If you want your business to be successful, you must first understand what drives your targeted customers in their purchasing decisions. How do they decide which product to buy, or when? What makes them choose one company over another? To maximize your sales revenue and grow your business, it’s important to leverage the four key psychological factors that influence consumer purchasing: motivations, perceptions, experience and beliefs.
A consumer’s motivation is the basic degree of the psychological drive behind a specific purchase. If the consumer’s motivation is high, that basically means that the level of need, or the consumer’s perception of that need, is fairly strong. Given a high degree of motivation, the individual will actively seek to satisfy that need by making that purchase.
Consumer motivation is related to the “Hierarchy of Needs" proposed by psychologist Abraham Maslow. This theory states that human beings actively seek to satisfy physical needs first, followed by safety, social, esteem and self-actualization needs, in that order. Businesses that successfully speak to these needs, and fill them, will motivate consumers to buy their products.
Perception is essentially the way a person selectively views, processes and interprets the larger world or any part of it. It’s basically how we as human beings organize and make sense of information to form some sort of worldview.
Consumers also have perceptions of themselves that may affect a particular purchase. For example, people who view themselves as having exquisite taste are willing to pay more for a specific brand or product that is perceived to be “the best.” By the same token, consumers who pride themselves on being great bargain hunters may choose a lesser-priced product, even though they might otherwise prefer the pricier option.
It’s human nature for consumers to make all kinds of associations, both conscious and subconscious, from their experiences. Once a brand has established itself as having a certain personality – for example, Walmart and other similar stores' low-cost positioning – it’s difficult to overcome that in the marketplace. The consumer perception is that products from these stores are cheap and on a subconscious level, the products are therefore lower quality.

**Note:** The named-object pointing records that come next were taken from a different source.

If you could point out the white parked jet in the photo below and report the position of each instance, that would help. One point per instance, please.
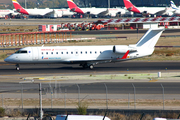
(87, 56)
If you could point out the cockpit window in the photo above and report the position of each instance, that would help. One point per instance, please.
(21, 51)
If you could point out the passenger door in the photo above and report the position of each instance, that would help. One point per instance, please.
(35, 54)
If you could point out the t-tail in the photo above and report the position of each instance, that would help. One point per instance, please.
(145, 46)
(173, 6)
(19, 8)
(73, 7)
(129, 6)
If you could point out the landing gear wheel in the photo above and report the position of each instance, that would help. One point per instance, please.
(17, 67)
(91, 67)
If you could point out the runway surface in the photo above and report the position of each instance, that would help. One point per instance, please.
(172, 89)
(131, 66)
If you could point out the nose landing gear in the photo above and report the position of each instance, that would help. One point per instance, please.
(90, 66)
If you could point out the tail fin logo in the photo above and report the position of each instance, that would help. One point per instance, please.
(19, 8)
(73, 7)
(129, 6)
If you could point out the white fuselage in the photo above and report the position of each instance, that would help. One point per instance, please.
(4, 12)
(73, 54)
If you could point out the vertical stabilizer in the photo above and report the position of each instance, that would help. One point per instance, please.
(150, 39)
(73, 7)
(19, 8)
(129, 6)
(173, 6)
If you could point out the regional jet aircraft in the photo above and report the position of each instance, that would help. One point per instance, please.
(87, 56)
(98, 12)
(175, 8)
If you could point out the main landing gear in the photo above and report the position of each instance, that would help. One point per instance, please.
(17, 67)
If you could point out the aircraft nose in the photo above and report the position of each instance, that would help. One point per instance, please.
(9, 59)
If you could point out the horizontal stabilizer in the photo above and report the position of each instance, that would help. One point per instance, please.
(150, 39)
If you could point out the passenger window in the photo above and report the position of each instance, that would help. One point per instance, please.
(21, 51)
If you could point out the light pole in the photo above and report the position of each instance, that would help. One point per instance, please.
(25, 4)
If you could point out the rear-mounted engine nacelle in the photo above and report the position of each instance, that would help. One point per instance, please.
(120, 49)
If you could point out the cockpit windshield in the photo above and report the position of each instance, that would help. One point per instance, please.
(21, 51)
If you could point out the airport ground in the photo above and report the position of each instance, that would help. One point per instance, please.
(119, 78)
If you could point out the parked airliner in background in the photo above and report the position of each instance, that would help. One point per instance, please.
(87, 56)
(175, 8)
(98, 12)
(42, 12)
(22, 10)
(4, 12)
(145, 11)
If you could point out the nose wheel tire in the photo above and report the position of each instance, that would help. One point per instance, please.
(17, 68)
(91, 67)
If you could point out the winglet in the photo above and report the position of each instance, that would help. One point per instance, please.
(125, 55)
(19, 8)
(129, 6)
(73, 7)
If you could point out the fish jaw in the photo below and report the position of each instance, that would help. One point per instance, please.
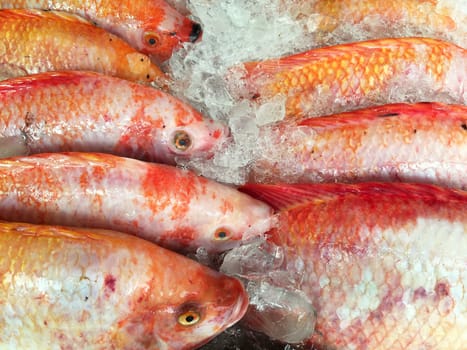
(160, 37)
(205, 137)
(140, 68)
(223, 219)
(244, 218)
(169, 131)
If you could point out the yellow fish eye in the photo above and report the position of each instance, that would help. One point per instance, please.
(221, 234)
(152, 39)
(182, 140)
(189, 318)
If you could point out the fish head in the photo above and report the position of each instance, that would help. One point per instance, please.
(160, 37)
(186, 134)
(189, 307)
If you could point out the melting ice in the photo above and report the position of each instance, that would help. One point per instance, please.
(237, 31)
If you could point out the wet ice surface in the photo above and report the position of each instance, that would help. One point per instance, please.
(208, 76)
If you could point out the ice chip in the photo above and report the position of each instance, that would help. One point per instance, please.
(282, 314)
(256, 258)
(13, 146)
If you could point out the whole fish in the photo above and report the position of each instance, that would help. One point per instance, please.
(361, 74)
(151, 26)
(33, 41)
(82, 111)
(357, 20)
(172, 207)
(384, 265)
(66, 288)
(423, 142)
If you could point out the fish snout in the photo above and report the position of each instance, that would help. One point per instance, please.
(234, 298)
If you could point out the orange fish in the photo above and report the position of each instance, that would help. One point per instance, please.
(373, 19)
(151, 26)
(33, 41)
(384, 265)
(169, 206)
(66, 288)
(90, 112)
(423, 142)
(361, 74)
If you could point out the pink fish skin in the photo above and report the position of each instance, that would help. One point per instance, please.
(423, 142)
(169, 206)
(152, 26)
(384, 264)
(361, 74)
(34, 41)
(69, 288)
(90, 112)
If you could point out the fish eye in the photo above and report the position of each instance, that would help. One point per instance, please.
(189, 318)
(182, 140)
(221, 234)
(151, 38)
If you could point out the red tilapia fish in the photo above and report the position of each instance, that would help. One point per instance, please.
(172, 207)
(33, 41)
(82, 111)
(350, 76)
(371, 19)
(151, 26)
(424, 142)
(384, 265)
(94, 289)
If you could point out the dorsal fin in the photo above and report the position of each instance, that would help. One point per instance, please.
(42, 79)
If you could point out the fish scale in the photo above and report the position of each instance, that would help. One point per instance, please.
(34, 41)
(355, 20)
(421, 142)
(169, 206)
(358, 74)
(384, 263)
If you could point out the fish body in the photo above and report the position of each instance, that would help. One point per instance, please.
(169, 206)
(361, 74)
(422, 142)
(84, 111)
(382, 264)
(372, 19)
(33, 41)
(151, 26)
(65, 288)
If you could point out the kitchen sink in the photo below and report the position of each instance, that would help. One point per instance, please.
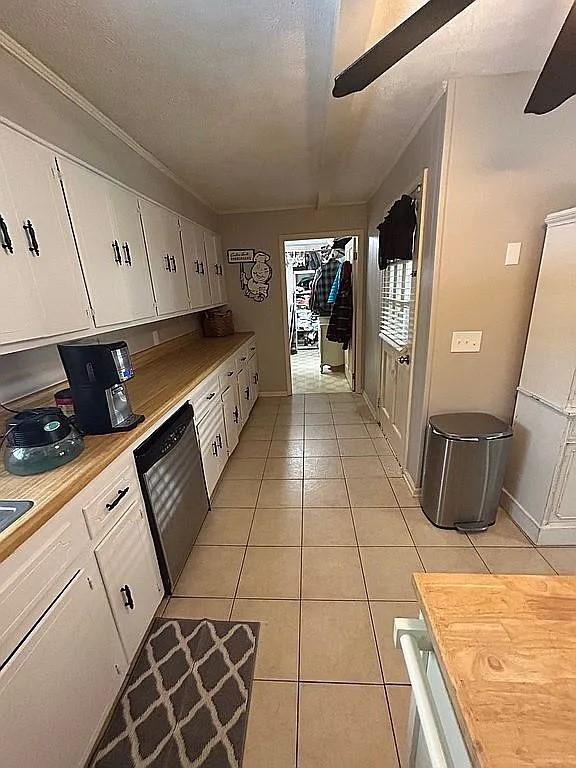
(10, 511)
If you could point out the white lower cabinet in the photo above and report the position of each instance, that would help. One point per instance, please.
(60, 682)
(212, 438)
(127, 564)
(244, 394)
(231, 416)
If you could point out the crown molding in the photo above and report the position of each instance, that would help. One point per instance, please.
(22, 54)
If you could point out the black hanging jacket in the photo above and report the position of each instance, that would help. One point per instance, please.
(340, 325)
(396, 239)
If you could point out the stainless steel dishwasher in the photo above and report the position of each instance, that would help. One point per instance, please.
(172, 479)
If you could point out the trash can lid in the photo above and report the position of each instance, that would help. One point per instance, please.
(470, 426)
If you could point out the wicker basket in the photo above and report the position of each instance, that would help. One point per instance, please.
(218, 322)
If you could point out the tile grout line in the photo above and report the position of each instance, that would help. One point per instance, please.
(375, 636)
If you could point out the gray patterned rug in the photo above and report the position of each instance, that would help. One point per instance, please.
(186, 702)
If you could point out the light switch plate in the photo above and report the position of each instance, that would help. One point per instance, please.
(466, 341)
(512, 253)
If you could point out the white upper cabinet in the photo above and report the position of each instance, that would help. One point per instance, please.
(162, 233)
(196, 264)
(43, 266)
(108, 232)
(138, 296)
(213, 247)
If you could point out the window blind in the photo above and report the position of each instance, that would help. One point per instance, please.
(396, 303)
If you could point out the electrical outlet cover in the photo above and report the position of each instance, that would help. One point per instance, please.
(466, 341)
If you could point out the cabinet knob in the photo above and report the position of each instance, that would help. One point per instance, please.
(6, 241)
(127, 595)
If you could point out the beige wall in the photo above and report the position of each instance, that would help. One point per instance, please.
(424, 151)
(506, 171)
(262, 231)
(31, 102)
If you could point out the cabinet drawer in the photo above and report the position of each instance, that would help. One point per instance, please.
(205, 395)
(227, 374)
(34, 575)
(242, 358)
(111, 502)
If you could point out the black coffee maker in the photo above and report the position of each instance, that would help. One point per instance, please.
(96, 373)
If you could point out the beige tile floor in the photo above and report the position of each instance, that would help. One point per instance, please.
(316, 537)
(306, 376)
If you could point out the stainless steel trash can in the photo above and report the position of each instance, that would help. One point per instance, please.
(464, 467)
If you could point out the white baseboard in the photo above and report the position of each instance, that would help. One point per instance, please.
(283, 393)
(413, 488)
(370, 407)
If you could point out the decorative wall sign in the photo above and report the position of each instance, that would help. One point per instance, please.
(239, 255)
(255, 279)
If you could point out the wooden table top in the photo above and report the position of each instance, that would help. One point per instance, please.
(507, 649)
(165, 374)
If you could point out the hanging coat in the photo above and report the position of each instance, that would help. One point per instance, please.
(341, 319)
(396, 239)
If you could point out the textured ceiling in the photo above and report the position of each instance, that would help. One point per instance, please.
(234, 95)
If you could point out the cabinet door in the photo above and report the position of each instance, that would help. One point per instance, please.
(138, 296)
(215, 270)
(20, 316)
(57, 688)
(212, 439)
(231, 416)
(195, 261)
(254, 379)
(43, 226)
(244, 394)
(91, 214)
(128, 566)
(164, 248)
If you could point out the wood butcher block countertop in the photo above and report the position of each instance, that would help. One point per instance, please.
(507, 649)
(164, 375)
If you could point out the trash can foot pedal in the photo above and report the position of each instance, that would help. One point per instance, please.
(472, 527)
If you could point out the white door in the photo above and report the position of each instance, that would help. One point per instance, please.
(44, 234)
(100, 252)
(212, 439)
(399, 299)
(244, 394)
(351, 255)
(56, 690)
(138, 295)
(231, 416)
(162, 234)
(195, 261)
(20, 316)
(215, 270)
(128, 566)
(253, 378)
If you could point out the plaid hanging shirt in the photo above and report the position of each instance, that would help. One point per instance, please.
(322, 285)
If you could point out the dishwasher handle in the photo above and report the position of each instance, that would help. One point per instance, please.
(411, 637)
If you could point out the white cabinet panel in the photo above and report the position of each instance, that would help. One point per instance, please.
(196, 265)
(43, 236)
(231, 415)
(138, 294)
(213, 248)
(212, 439)
(58, 686)
(244, 393)
(162, 234)
(20, 315)
(89, 205)
(128, 566)
(254, 378)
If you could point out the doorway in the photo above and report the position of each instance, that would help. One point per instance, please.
(313, 268)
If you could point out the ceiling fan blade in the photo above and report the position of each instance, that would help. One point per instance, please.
(557, 81)
(403, 39)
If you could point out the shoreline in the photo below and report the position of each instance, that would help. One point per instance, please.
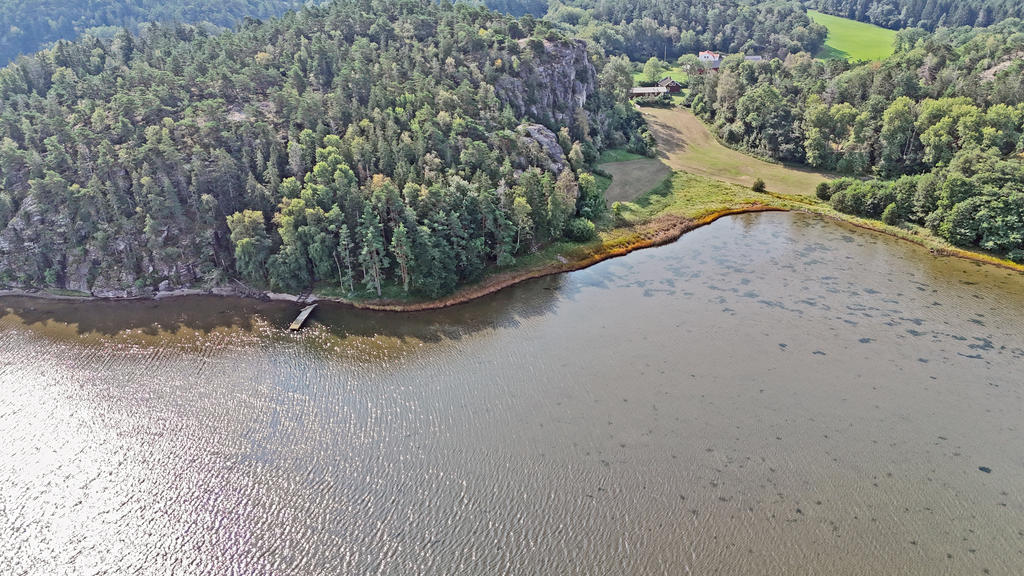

By the same token, a diamond dealer may be quick to point out their stones come from Antwerp instead of Sierra Leone– where the stigma of "blood diamonds" prevails – in order to avoid negative consumer perceptions.
Consumers are above all human beings, and all human beings are products of their experiences. We catalog each experience we have as either good or bad. Then we recall that experience and how we categorized it when a similar situation arises. These experiences influence a shopper’s behavior by changing the way the consumer reacts to products similar to those they’re familiar with. For example, many consumers choose to buy Toyota cars because they have had good experiences with their previously owned Toyota cars.
Companies that focus on the consumer experience earn repeat business from those customers. The consumer doesn’t need to look anywhere else to solve that specific problem or meet that need. Prior experience often outweighs the fact that the competition may be cheaper or even better in some cases.
A consumer’s beliefs and attitudes greatly influence the buying decisions that consumer makes. Beliefs are the way people think about a particular product or brand, while an attitude is the individual's consistently favorable or unfavorable evaluation, tendency or feeling about a product or brand.
These beliefs and attitudes shape the consumer's perception of the product. It can be tough for a business to overcome or change those beliefs and attitudes. That’s because they stem from the individual's personality and lifestyle. They’re inherently personal and connected to the consumer’s sense of self.
Consumers often block out or ignore information that conflicts with their beliefs and attitudes. They tend to selectively retain information or even distort the information to make it consistent with their previous perception of the product.